Patient selection – The drug desensitization approach described in this topic review can be applied to patients with immediate hypersensitivity reactions. These include immunoglobulin E (IgE) mediated, non-IgE-mediated immediate hypersensitivity reactions, and mixed reactions (figure 1). (See 'Types of immediate reactions' above and 'Patient selection' above.)

Potential mechanisms – The mechanisms involved in desensitization are not completely understood. Despite this, drug desensitizations have been performed successfully for decades. (See 'Immediate drug reactions' above and 'Patient selection' above.)
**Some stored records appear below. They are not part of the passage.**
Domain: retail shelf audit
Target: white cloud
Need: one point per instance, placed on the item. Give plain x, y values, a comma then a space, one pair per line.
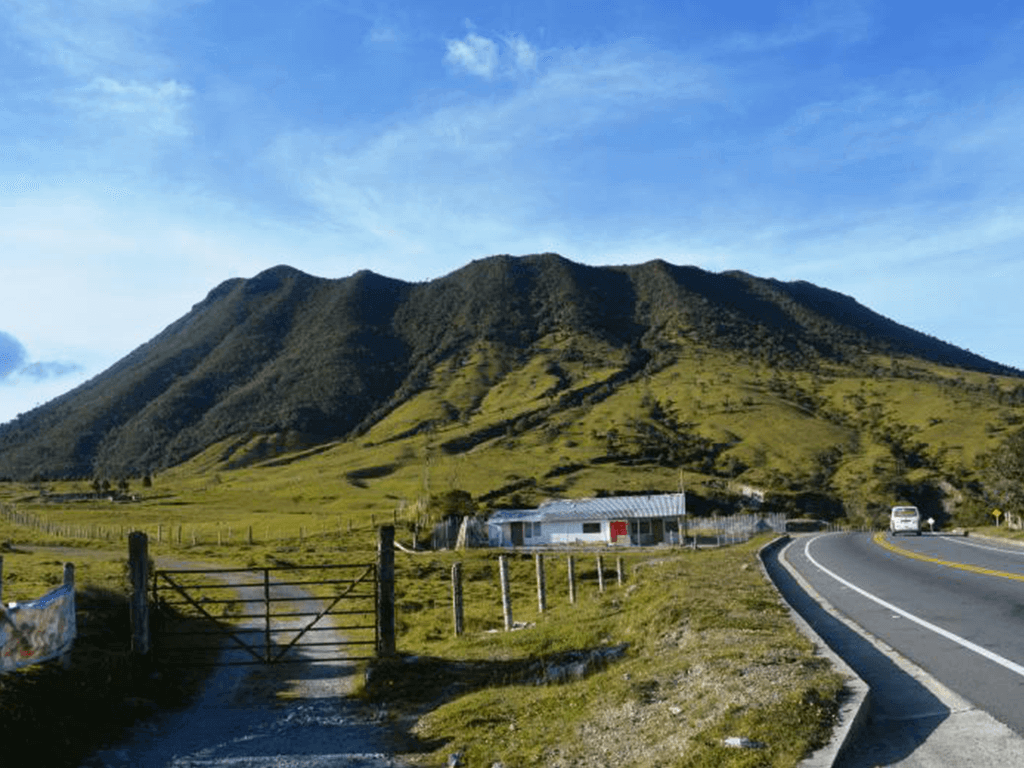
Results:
475, 54
523, 53
159, 108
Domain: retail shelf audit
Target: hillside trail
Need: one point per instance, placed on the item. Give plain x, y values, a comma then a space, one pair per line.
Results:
297, 715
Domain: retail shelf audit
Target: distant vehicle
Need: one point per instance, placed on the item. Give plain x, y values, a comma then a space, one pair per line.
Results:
904, 520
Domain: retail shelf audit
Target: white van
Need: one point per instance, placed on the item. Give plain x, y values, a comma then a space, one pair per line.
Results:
904, 520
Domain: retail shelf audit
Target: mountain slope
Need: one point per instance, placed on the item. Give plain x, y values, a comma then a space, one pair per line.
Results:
313, 359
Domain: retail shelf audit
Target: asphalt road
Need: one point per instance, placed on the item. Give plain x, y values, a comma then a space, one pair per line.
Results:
936, 633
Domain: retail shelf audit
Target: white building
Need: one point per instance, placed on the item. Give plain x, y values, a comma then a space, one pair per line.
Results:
616, 520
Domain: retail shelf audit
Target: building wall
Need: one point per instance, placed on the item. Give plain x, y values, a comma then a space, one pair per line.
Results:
561, 532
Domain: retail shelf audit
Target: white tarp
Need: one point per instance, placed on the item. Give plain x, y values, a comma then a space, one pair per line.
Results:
38, 630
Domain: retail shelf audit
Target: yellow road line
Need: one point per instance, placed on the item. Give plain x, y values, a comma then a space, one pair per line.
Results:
880, 539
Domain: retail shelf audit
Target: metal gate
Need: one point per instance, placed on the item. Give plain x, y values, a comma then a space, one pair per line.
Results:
302, 613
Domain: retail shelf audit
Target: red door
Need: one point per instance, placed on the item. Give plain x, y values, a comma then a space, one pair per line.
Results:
619, 527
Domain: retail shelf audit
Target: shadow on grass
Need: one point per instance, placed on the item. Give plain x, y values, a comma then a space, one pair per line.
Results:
54, 716
422, 683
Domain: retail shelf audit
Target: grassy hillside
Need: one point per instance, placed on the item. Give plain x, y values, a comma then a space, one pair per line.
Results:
501, 347
574, 419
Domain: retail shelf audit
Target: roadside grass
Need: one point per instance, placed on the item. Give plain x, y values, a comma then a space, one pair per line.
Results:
710, 653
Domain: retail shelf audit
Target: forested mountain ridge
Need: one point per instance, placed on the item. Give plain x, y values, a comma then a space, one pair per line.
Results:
313, 359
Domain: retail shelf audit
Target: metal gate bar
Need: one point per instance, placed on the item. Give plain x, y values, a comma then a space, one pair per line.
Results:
174, 584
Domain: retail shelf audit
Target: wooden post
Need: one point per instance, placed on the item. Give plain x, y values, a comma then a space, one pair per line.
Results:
69, 582
503, 568
457, 597
266, 607
385, 591
571, 578
542, 596
138, 565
Contraindications – Desensitization is not effective and may be dangerous (even fatal) in patients with Stevens-Johnson syndrome, toxic epidermal necrolysis, erythema multiforme, drug reaction with eosinophilia and systemic symptoms/drug-induced hypersensitivity syndrome (DRESS/DiHS), acute generalized exanthematous pustulosis (AGEP), diffuse erythroderma with desquamation, and serum sickness reactions. (See 'Contraindications' above.)

Use of premedications – Premedications are administered before some but not all desensitizations, depending on the mechanism that is believed to underlie the reaction. In addition, any premedications that are normally given before administration in a patient without hypersensitivity, such as premedications before chemotherapy, should also be given before desensitization. (See 'Premedications' above.)

Protocols – Desensitization can be performed by oral, intravenous (IV), intraperitoneal, or subcutaneous routes, but the IV route is most often used for IV medications. A standardized protocol involving 12 steps and taking approximately six hours to complete has been successful in patients with immediate hypersensitivity reactions to a variety of drugs (table 4). Patients with severe past reactions are more appropriately treated with a slower protocol involving 16 steps (table 7). (See 'Risk stratification' above and 'Protocols' above.)

Outcomes – The success rate of drug desensitization is very high when performed by experienced drug allergy experts. However, patients may experience breakthrough reactions during as many as 30 percent of desensitizations, although less than 10 percent are moderate or severe. The clinician's experience in managing these reactions is critical. Breakthrough symptoms are managed by stopping the infusion temporarily, administering specific treatments, and restarting the protocol again at the step that elicited symptoms. The protocol should be adjusted to advance through the problematic step more gradually if it is to be performed again in the same patient. (See 'Technical aspects of desensitization' above and 'Protocols' above and 'Outcomes' above.)

Patient education – The patient must be counseled that desensitization is not a permanent cure for allergy to the drug in question. The sensitivity returns once the drug is cleared from the bloodstream, and the patient should continue to report an allergy to that agent in the future. (See 'Counseling the patient after desensitization' above.)